Севан приблизился ко мне, и я не испытывал ни потрясения, ни восторга. Озеро. Красивое озеро. Даже очень красивое. Но я больше слушал какую-то тоску и тревогу – невнятная и опасная возня поднималась во мне.
Свет… Слишком много света.
Сейчас я ловлю себя на том, что, когда говорил «линия и цвет», я не был точен. Я скорее следовал традиции, нежели собственному ощущению. Я скорее отдавал дань Сарьяну, чем натуре. Может быть, моя привычка и склонность к северным гаммам не давала мне возможности оценить резкую подлинность красок юга. Во всяком случае, ничего своего в ощущении цвета в Армении у меня не было. Хотя, конечно, я легко отдаю должное их подлинности по сравнению, например, с красками наших поддельных черноморских субтропиков…
Должен же я был сказать: линия и свет.
Свет в Армении, быть может, основное мое зрительное впечатление, главное физическое переживание. Сказать, что он слишком яркий и его слишком много, – ничего не сказать. Это свет особого качества, которого я нигде ранее не встречал. Я вспоминал свет в Крыму, Средней Азии, снежных горах вот там было много света, яркий свет, ослепительный, даже громкий свет, – но никогда я его не переживал так, как в Армении. Впервые он был для меня чем-то таким же осязаемым, что ли, как вода, ветер и трава.
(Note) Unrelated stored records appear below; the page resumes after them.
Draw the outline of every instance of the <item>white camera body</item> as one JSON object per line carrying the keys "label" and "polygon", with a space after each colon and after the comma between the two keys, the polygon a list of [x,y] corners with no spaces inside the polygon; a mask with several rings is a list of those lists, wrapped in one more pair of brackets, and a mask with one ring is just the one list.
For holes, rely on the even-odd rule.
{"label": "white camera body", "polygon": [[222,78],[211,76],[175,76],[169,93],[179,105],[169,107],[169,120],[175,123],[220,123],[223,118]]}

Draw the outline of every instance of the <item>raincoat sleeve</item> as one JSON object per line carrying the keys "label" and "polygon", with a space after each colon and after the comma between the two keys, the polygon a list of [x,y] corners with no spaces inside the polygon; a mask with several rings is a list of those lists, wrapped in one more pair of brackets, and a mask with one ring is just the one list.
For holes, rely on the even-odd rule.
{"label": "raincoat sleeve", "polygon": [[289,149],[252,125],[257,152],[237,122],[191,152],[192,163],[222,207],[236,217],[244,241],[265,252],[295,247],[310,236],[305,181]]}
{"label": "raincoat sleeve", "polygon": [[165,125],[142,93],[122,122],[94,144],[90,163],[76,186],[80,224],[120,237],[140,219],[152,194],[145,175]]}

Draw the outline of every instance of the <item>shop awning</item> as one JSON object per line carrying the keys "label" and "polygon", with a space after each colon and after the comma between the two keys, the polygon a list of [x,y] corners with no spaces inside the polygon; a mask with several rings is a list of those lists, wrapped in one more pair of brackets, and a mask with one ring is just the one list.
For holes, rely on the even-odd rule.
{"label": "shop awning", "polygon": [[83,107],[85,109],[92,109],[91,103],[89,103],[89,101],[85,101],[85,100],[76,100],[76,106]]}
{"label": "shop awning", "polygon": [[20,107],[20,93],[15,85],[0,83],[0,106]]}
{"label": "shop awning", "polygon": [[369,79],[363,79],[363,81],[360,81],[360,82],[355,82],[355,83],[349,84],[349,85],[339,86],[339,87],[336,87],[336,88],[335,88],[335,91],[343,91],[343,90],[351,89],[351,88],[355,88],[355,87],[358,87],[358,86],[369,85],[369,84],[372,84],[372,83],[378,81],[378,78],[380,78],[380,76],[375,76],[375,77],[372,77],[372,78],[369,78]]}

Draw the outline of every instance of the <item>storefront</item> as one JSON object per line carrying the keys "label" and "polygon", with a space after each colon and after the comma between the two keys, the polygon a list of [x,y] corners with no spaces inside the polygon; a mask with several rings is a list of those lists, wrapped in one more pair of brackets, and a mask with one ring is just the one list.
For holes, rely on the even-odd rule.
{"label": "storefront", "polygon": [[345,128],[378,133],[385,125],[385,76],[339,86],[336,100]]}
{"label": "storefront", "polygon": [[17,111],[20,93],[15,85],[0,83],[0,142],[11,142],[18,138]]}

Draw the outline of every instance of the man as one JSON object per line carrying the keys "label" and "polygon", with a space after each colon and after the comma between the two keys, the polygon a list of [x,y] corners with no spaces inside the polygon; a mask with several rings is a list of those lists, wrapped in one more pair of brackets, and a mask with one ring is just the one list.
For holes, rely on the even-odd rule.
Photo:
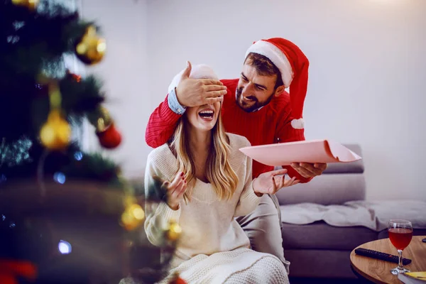
{"label": "man", "polygon": [[[254,43],[246,51],[239,79],[190,79],[191,65],[182,72],[178,87],[151,114],[146,141],[158,147],[170,138],[185,107],[223,101],[222,114],[227,132],[241,135],[252,146],[305,140],[303,103],[309,61],[294,43],[274,38]],[[285,89],[290,87],[290,94]],[[223,96],[223,97],[222,97]],[[307,182],[321,175],[326,164],[295,163],[283,168],[290,178]],[[273,167],[253,161],[253,178]],[[275,195],[263,195],[250,215],[239,217],[252,248],[272,253],[284,263],[280,214]]]}

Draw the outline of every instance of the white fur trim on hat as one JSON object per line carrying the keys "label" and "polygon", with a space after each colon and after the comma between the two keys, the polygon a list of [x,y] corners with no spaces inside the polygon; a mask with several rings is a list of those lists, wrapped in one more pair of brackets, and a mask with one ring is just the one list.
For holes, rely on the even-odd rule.
{"label": "white fur trim on hat", "polygon": [[293,119],[291,121],[291,126],[295,129],[303,129],[305,128],[305,121],[303,119]]}
{"label": "white fur trim on hat", "polygon": [[250,53],[267,57],[281,72],[284,87],[288,88],[290,86],[293,77],[293,71],[287,56],[280,48],[267,41],[258,40],[248,48],[246,52],[246,58]]}

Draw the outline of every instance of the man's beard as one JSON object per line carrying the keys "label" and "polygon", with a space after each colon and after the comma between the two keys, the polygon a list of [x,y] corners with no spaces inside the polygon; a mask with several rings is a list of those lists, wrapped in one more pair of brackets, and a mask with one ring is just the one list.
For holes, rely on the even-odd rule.
{"label": "man's beard", "polygon": [[248,96],[247,97],[247,99],[251,99],[251,102],[253,102],[251,103],[248,103],[243,99],[242,92],[243,88],[236,89],[236,104],[238,104],[240,109],[246,112],[253,112],[256,111],[258,109],[266,106],[266,104],[269,104],[272,99],[272,97],[273,97],[271,95],[265,102],[259,102],[256,97]]}

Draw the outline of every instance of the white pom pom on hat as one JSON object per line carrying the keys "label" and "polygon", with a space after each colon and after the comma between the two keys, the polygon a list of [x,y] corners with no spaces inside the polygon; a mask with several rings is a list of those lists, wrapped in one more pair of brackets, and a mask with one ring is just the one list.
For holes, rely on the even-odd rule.
{"label": "white pom pom on hat", "polygon": [[294,119],[294,129],[302,129],[303,104],[307,90],[309,60],[293,43],[281,38],[256,41],[246,52],[258,53],[268,58],[281,72],[285,88],[290,87],[290,99]]}

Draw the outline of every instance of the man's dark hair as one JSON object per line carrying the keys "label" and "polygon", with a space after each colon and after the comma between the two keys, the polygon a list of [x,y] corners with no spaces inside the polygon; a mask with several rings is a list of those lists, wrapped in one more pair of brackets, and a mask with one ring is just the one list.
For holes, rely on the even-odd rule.
{"label": "man's dark hair", "polygon": [[281,72],[275,65],[267,57],[258,53],[251,53],[246,58],[244,64],[246,62],[253,66],[260,75],[273,76],[276,75],[277,81],[275,82],[275,89],[284,84],[283,78],[281,77]]}

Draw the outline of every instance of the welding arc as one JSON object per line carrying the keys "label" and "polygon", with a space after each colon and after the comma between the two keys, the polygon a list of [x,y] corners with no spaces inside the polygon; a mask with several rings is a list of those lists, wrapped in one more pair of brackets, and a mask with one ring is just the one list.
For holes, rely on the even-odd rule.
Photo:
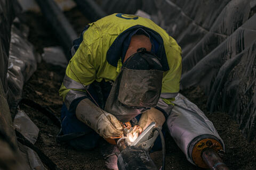
{"label": "welding arc", "polygon": [[[72,71],[72,72],[73,73],[74,75],[75,75],[75,76],[76,77],[76,78],[77,79],[77,80],[78,80],[78,81],[79,81],[80,83],[81,83],[81,84],[84,87],[84,88],[85,89],[85,91],[86,91],[86,92],[88,94],[88,95],[89,95],[90,97],[91,97],[91,98],[92,99],[92,100],[93,100],[93,101],[94,102],[94,103],[96,104],[96,105],[97,105],[98,107],[99,107],[99,108],[100,108],[100,109],[101,110],[101,112],[102,112],[102,113],[104,114],[104,115],[105,115],[106,117],[107,117],[107,118],[108,119],[108,120],[109,121],[109,122],[110,123],[110,124],[112,125],[112,126],[114,127],[114,128],[115,128],[115,129],[116,129],[116,126],[115,126],[115,125],[113,124],[113,123],[112,123],[112,122],[111,122],[111,121],[109,120],[109,118],[108,118],[108,116],[107,116],[107,115],[106,115],[106,114],[104,113],[104,111],[103,111],[103,110],[101,109],[101,108],[100,108],[100,106],[99,105],[99,104],[98,104],[98,103],[96,101],[96,100],[94,99],[94,98],[93,98],[93,97],[92,97],[92,96],[91,95],[91,94],[89,92],[89,91],[88,91],[88,90],[86,89],[86,88],[85,87],[85,86],[84,86],[84,85],[82,83],[82,81],[80,80],[80,79],[77,77],[77,76],[76,76],[76,74],[75,74],[75,73],[74,72],[74,71],[72,70],[72,69],[71,69],[71,67],[70,67],[70,70],[71,71]],[[117,129],[116,129],[117,130]]]}

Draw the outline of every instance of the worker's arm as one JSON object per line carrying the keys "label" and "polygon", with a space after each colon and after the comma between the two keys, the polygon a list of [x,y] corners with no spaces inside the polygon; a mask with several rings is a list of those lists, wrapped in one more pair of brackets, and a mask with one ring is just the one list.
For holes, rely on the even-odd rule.
{"label": "worker's arm", "polygon": [[[116,118],[101,110],[89,99],[85,89],[95,79],[98,63],[90,48],[82,42],[67,67],[59,90],[69,112],[105,138],[123,137],[123,128]],[[104,112],[104,113],[103,113]]]}
{"label": "worker's arm", "polygon": [[143,130],[152,122],[156,122],[158,126],[163,125],[172,111],[174,106],[172,101],[179,92],[181,75],[181,49],[175,41],[172,45],[172,47],[166,49],[170,70],[164,73],[162,92],[157,106],[142,113],[139,121]]}
{"label": "worker's arm", "polygon": [[79,102],[87,98],[85,89],[95,80],[96,69],[90,49],[83,42],[69,61],[59,92],[70,112]]}

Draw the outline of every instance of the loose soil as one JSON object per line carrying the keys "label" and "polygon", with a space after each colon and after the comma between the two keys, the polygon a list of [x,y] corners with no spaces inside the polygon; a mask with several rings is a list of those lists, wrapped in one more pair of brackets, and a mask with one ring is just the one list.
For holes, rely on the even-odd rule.
{"label": "loose soil", "polygon": [[[87,20],[76,8],[65,14],[79,34],[88,23]],[[43,52],[43,48],[60,45],[53,31],[42,15],[33,13],[22,15],[21,20],[30,27],[29,40],[37,52]],[[46,64],[44,61],[24,87],[23,97],[28,98],[51,110],[60,117],[62,105],[58,90],[65,75],[65,69]],[[238,125],[225,113],[210,114],[206,108],[206,97],[199,87],[181,91],[183,95],[196,104],[213,123],[226,144],[226,154],[223,157],[230,169],[256,169],[256,141],[248,143],[238,129]],[[62,169],[107,169],[99,147],[90,151],[77,151],[67,143],[58,143],[55,137],[59,129],[43,114],[27,106],[20,108],[40,129],[36,146]],[[177,147],[170,135],[166,139],[166,169],[203,169],[188,162],[185,155]],[[155,152],[151,156],[158,167],[161,167],[162,152]]]}

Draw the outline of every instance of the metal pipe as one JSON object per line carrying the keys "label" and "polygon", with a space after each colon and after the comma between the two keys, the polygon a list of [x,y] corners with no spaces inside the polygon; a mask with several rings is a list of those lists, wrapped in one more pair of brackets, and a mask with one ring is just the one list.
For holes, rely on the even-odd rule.
{"label": "metal pipe", "polygon": [[204,149],[202,152],[201,156],[211,169],[229,170],[218,154],[211,148]]}
{"label": "metal pipe", "polygon": [[125,140],[126,139],[124,138],[116,140],[116,144],[117,145],[117,147],[118,148],[120,151],[122,151],[123,150],[128,147],[126,144]]}

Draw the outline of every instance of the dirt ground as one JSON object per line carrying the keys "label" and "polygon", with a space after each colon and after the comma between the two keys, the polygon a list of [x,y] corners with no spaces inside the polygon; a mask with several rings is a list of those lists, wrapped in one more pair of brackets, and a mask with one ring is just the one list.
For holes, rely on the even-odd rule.
{"label": "dirt ground", "polygon": [[[65,13],[78,33],[88,21],[76,9]],[[43,48],[60,45],[43,18],[37,14],[26,13],[21,19],[30,28],[29,40],[39,53]],[[24,87],[23,97],[31,99],[42,106],[47,107],[60,117],[62,102],[58,90],[65,75],[65,69],[46,64],[43,61],[37,70]],[[226,154],[223,158],[230,169],[256,169],[256,141],[248,143],[238,129],[238,125],[225,113],[211,114],[207,111],[206,98],[199,87],[181,92],[196,104],[213,123],[226,144]],[[21,109],[40,129],[36,146],[39,147],[62,169],[106,169],[100,154],[100,147],[91,151],[76,151],[67,143],[58,143],[55,137],[59,129],[42,113],[27,106]],[[99,146],[103,141],[99,142]],[[203,169],[188,162],[185,155],[177,147],[170,135],[166,139],[166,169]],[[162,161],[161,151],[151,154],[158,167]]]}

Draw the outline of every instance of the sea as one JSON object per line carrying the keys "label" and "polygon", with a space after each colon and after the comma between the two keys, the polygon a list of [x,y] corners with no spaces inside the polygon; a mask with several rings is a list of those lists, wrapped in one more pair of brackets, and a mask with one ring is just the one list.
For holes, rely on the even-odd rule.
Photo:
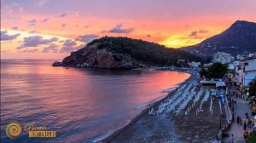
{"label": "sea", "polygon": [[[52,66],[53,62],[1,60],[3,142],[96,142],[129,123],[190,76],[171,71]],[[6,129],[14,122],[20,124],[22,133],[10,138]],[[29,137],[31,125],[30,129],[55,131],[56,136]]]}

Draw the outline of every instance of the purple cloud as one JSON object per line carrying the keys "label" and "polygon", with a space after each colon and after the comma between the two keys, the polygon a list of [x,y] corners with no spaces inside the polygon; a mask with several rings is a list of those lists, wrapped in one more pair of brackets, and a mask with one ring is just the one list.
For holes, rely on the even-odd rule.
{"label": "purple cloud", "polygon": [[97,38],[99,37],[98,35],[95,35],[95,34],[87,34],[87,35],[82,35],[82,36],[79,36],[79,37],[77,37],[75,40],[78,40],[78,41],[82,41],[82,42],[84,42],[84,43],[89,43],[90,42],[91,40],[95,39],[95,38]]}
{"label": "purple cloud", "polygon": [[199,33],[207,33],[207,32],[209,32],[209,31],[207,30],[205,30],[205,29],[201,29],[198,31]]}
{"label": "purple cloud", "polygon": [[28,37],[25,37],[23,39],[23,44],[17,47],[16,49],[21,49],[23,48],[27,48],[27,47],[37,47],[38,45],[40,44],[49,44],[55,41],[58,41],[57,37],[52,37],[50,39],[43,39],[43,37],[40,36],[31,36]]}
{"label": "purple cloud", "polygon": [[36,22],[37,22],[37,20],[33,19],[32,20],[29,20],[28,24],[29,24],[29,26],[36,26]]}
{"label": "purple cloud", "polygon": [[17,29],[19,29],[17,26],[14,26],[14,27],[12,27],[12,29],[13,30],[17,30]]}
{"label": "purple cloud", "polygon": [[42,20],[41,21],[42,22],[47,22],[49,20],[49,18],[48,17],[48,18],[45,18],[45,19]]}
{"label": "purple cloud", "polygon": [[49,53],[49,52],[56,53],[56,52],[58,52],[57,45],[55,43],[50,43],[48,47],[45,47],[44,49],[43,52],[44,53]]}
{"label": "purple cloud", "polygon": [[131,33],[131,32],[132,32],[134,31],[134,28],[127,28],[127,29],[125,29],[125,28],[122,28],[122,26],[123,26],[122,24],[117,25],[115,27],[110,29],[107,32],[128,34],[128,33]]}
{"label": "purple cloud", "polygon": [[189,35],[189,37],[196,37],[196,36],[197,36],[196,31],[191,31],[190,35]]}
{"label": "purple cloud", "polygon": [[66,17],[67,15],[67,13],[65,12],[65,13],[59,14],[58,17]]}
{"label": "purple cloud", "polygon": [[1,41],[14,40],[20,34],[8,35],[7,31],[1,31]]}

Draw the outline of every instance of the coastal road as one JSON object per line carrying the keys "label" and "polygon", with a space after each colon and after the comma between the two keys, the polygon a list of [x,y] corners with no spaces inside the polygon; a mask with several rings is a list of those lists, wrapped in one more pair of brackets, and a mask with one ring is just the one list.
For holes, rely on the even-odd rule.
{"label": "coastal road", "polygon": [[[240,116],[241,119],[246,118],[246,112],[248,113],[248,115],[251,117],[251,108],[249,106],[248,101],[244,100],[236,100],[236,103],[235,104],[235,120],[232,123],[231,129],[230,130],[230,134],[233,134],[236,143],[244,143],[245,140],[243,138],[243,124],[240,125],[236,123],[236,117],[237,116]],[[224,140],[224,142],[229,143],[229,138],[226,138]]]}

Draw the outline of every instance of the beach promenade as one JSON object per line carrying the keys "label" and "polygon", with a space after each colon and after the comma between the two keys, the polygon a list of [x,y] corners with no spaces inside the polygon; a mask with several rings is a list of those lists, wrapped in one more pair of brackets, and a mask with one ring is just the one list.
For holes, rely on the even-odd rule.
{"label": "beach promenade", "polygon": [[[234,134],[236,143],[244,143],[245,140],[243,138],[243,125],[237,124],[236,117],[240,116],[241,119],[246,118],[246,112],[248,113],[249,117],[251,117],[251,109],[248,104],[248,101],[244,100],[242,99],[236,100],[236,103],[234,105],[234,116],[235,121],[231,125],[231,129],[230,130],[230,134]],[[229,138],[225,138],[224,140],[224,143],[229,143]]]}

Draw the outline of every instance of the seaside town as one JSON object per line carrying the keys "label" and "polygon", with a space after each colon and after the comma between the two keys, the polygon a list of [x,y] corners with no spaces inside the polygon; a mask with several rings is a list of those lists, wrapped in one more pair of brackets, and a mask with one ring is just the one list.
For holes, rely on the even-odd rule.
{"label": "seaside town", "polygon": [[191,77],[107,142],[247,142],[256,140],[256,54],[213,54],[212,62],[166,66]]}

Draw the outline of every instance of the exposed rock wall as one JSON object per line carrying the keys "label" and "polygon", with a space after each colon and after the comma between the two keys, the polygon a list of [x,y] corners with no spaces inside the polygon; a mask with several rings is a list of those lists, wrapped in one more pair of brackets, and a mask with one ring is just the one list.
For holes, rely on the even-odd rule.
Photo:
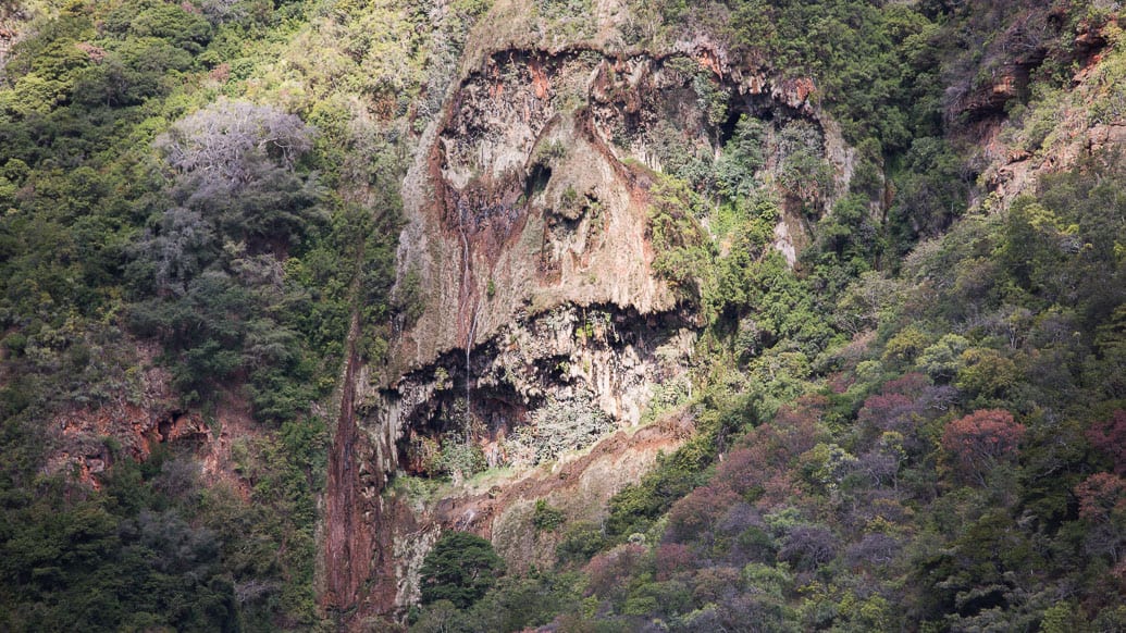
{"label": "exposed rock wall", "polygon": [[[509,5],[494,6],[494,21]],[[350,381],[357,414],[341,416],[333,448],[324,559],[347,570],[327,570],[327,606],[402,614],[438,527],[491,537],[517,568],[545,563],[554,537],[530,531],[537,498],[600,518],[691,426],[625,434],[654,395],[691,389],[699,316],[655,274],[649,235],[649,191],[670,146],[717,155],[748,115],[765,122],[770,154],[781,127],[804,121],[832,169],[819,212],[847,190],[852,150],[813,105],[812,81],[774,81],[705,38],[660,54],[614,48],[623,10],[599,2],[590,37],[569,45],[498,35],[470,46],[420,136],[399,287],[421,289],[421,316],[396,323],[386,363]],[[806,222],[787,208],[779,225],[790,259]],[[524,474],[423,505],[388,493],[395,476],[426,474],[427,443],[450,437]]]}

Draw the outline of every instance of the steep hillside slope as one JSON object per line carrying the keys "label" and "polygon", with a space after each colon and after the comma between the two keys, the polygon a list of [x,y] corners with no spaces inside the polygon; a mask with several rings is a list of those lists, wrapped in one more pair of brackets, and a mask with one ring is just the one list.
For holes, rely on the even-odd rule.
{"label": "steep hillside slope", "polygon": [[5,5],[0,628],[1126,627],[1120,19]]}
От него было не спастись, не деться, не укрыться. Более того, я словно и не хотел прятаться от него, хотя он доставлял мне истинные мучения: уже через два часа после сна глаза болели, слипались и слепли и какая-то особая усталость передавалась именно через глаза всему телу. Даже темные очки я спрятал в первый же день на дно чемодана, и не только потому, что не хотел выделяться среди моих друзей, которые их не носили: мне хотелось испытывать эту непонятно сладкую муку, хотелось, чтобы весь свет, до единого луча, прошел сквозь меня за эти две недели, до последнего дня и часа.
И если Армения – самое светлое место в моей жизни, то Севан – самое светлое в Армении.
Что-то противоестественное было в том, что я стоял на берегу Севана.[20]20
Противоестественно хотя бы это выражение «стоял на берегу». Не на берегу, а на дне Севана я стоял! О катастрофическом падении уровня воды в Севане нельзя писать вскользь. Но тогда мне пришлось бы писать только об этом… Очередная наша победа над природой. Вся та суша, по которой я гулял, на которой проложены дороги и построены санатории, которая уже производит впечатление, что она была всегда, вся эта суша – дно Севана. И полуостров, на котором мы находились, на самом Деле был островом. Еще недавно.
[Закрыть] Что-то опасное было в самом Севане, его воде, воздухе и свете. Опасное именно для меня. Я это сразу почувствовал, хотя и не сразу осознал словами.
Ничего очевидно грозного в нем не было. Была прекрасная погода. Солнце и синь небес. Волна – небольшая вполне уютная. Кругом расположились топчаны, грибы, кабинки, тенты – пляжная цивилизация. У пирса стояли белоснежные катера-такси. Рядом был ресторан с открытой террасой и немногими словно для создания настроения посаженными туда людьми. На грифельной метеодоске было написано: «Температура воздуха 19, температура воды 17».
И все-таки не надо мне было лезть в эту теплую воду. Именно неосознанное чувство опасности, моей тут ненужности и напрасности толкало меня в воду. А что же? Для чего же здесь тенты и топчаны? Вон и люди купаются. Такие же пляжные, как всюду. В том-то и дело, что тенты и топчаны – ни к чему.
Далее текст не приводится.